Y en todas las comedias que he producido hasta el presente (…) se encuentra la fantasía —la imaginación, la inverosimilitud— presidiendo el tema, la acción, los tipos y el diálogo, conducta, fin y objeto que pienso guardar asimismo fielmente en el futuro. Pues, ¿valdría la pena sentarse ante una mesa, dispuesto a producir una fábula teatral, sin haber contado previamente con edificarla elevándola hacia lo fantástico?

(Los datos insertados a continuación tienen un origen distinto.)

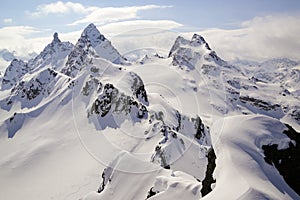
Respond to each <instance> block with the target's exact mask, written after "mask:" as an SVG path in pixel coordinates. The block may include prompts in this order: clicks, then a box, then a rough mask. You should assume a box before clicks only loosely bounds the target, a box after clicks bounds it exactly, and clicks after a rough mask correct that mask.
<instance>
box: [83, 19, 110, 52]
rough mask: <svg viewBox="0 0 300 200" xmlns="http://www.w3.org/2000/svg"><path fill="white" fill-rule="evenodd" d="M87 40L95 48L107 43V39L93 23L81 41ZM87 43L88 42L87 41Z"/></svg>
mask: <svg viewBox="0 0 300 200" xmlns="http://www.w3.org/2000/svg"><path fill="white" fill-rule="evenodd" d="M82 38H85V39H87V40H88V41H89V42H90V44H91V45H92V46H93V47H96V46H97V45H98V44H100V43H101V42H103V41H105V40H106V38H105V37H104V35H102V34H101V33H100V31H99V30H98V29H97V27H96V26H95V25H94V24H93V23H91V24H89V25H88V26H87V27H86V28H85V29H84V30H83V32H82V34H81V39H82ZM86 42H87V41H86Z"/></svg>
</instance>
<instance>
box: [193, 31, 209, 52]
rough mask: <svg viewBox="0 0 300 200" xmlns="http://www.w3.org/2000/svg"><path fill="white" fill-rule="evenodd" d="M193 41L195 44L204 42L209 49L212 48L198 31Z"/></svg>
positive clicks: (203, 37) (201, 43)
mask: <svg viewBox="0 0 300 200" xmlns="http://www.w3.org/2000/svg"><path fill="white" fill-rule="evenodd" d="M191 43H192V44H194V45H195V46H199V45H202V44H204V45H205V47H206V48H207V49H208V50H211V48H210V47H209V45H208V43H207V42H206V41H205V39H204V37H202V36H201V35H198V34H196V33H195V34H194V35H193V37H192V39H191Z"/></svg>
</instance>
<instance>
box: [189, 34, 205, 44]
mask: <svg viewBox="0 0 300 200" xmlns="http://www.w3.org/2000/svg"><path fill="white" fill-rule="evenodd" d="M192 41H198V42H201V43H206V41H205V39H204V38H203V37H202V36H201V35H198V34H197V33H194V35H193V37H192Z"/></svg>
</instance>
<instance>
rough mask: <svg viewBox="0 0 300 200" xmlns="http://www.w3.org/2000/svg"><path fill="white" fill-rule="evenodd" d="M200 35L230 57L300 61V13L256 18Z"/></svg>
mask: <svg viewBox="0 0 300 200" xmlns="http://www.w3.org/2000/svg"><path fill="white" fill-rule="evenodd" d="M200 34H201V35H203V36H204V37H205V38H206V39H207V41H208V42H209V44H210V46H211V47H212V48H213V49H215V50H216V51H217V53H218V54H219V55H220V56H221V57H223V58H224V59H226V60H233V59H236V58H239V59H249V60H257V61H262V60H266V59H270V58H276V57H286V58H290V59H296V60H300V54H299V52H300V37H299V35H300V17H299V16H287V15H277V16H265V17H256V18H254V19H252V20H249V21H246V22H243V23H242V24H241V28H239V29H234V30H224V29H210V30H204V31H201V32H200Z"/></svg>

Además de novelista, Jardiel quiso ser un escritor «serio». Lo fue siempre, pues su humor procedía de un profundo desgarro personal. Pero sobre estas comedias, especialmente las más brillantes, y gran parte de su narrativa, planearon elementos del género fantástico y el suspense. Fantasmas, espíritus y misterios llenaron la obra de Jardiel, no como simples elementos decorativos, sino como poéticos y potentes símbolos del desamparo y la soledad. Más aún, de la penosa situación de la sociedad española tras la Guerra Civil (Eloísa está debajo de un almendro, Los habitantes de la casa deshabitada, Blanca por fuera, rosa por dentro, Las siete vidas del gato…). Su primera nouvelle, El plano astral, se fijaba en las inquietudes del espiritismo y la teosofía. Dedicó varios relatos a convertirse en ayudante de Sherlock Holmes y se atrevió a sugerir una tesis para la identidad de Jack el Destripador. Siguiendo la tradición del teatro clásico, convirtió al demonio en protagonista de una comedia (Las cinco advertencias de Satanás) y desafió al tiempo en una de sus más bellas creaciones (Cuatro corazones con freno y marcha atrás). La tournée de Dios (1932), su cuarta novela, sigue causando asombro. Solo a Jardiel se le podía ocurrir que Dios (un Dios pero que muy particular, por otra parte) quisiera venir a la tierra, eligiendo como lugar de «aterrizaje» el cerro de los Ángeles, en Getafe, y tras unas semanas de visita consiguiera hacer enfadar a todo el mundo, volviéndose a casa completamente solo. Obviamente, fue prohibida por la República (por meapilas). Después, por el franquismo (por anticlerical). Ni don Pío Baroja, que detestaba a unos y a otros, consiguió una cosa semejante.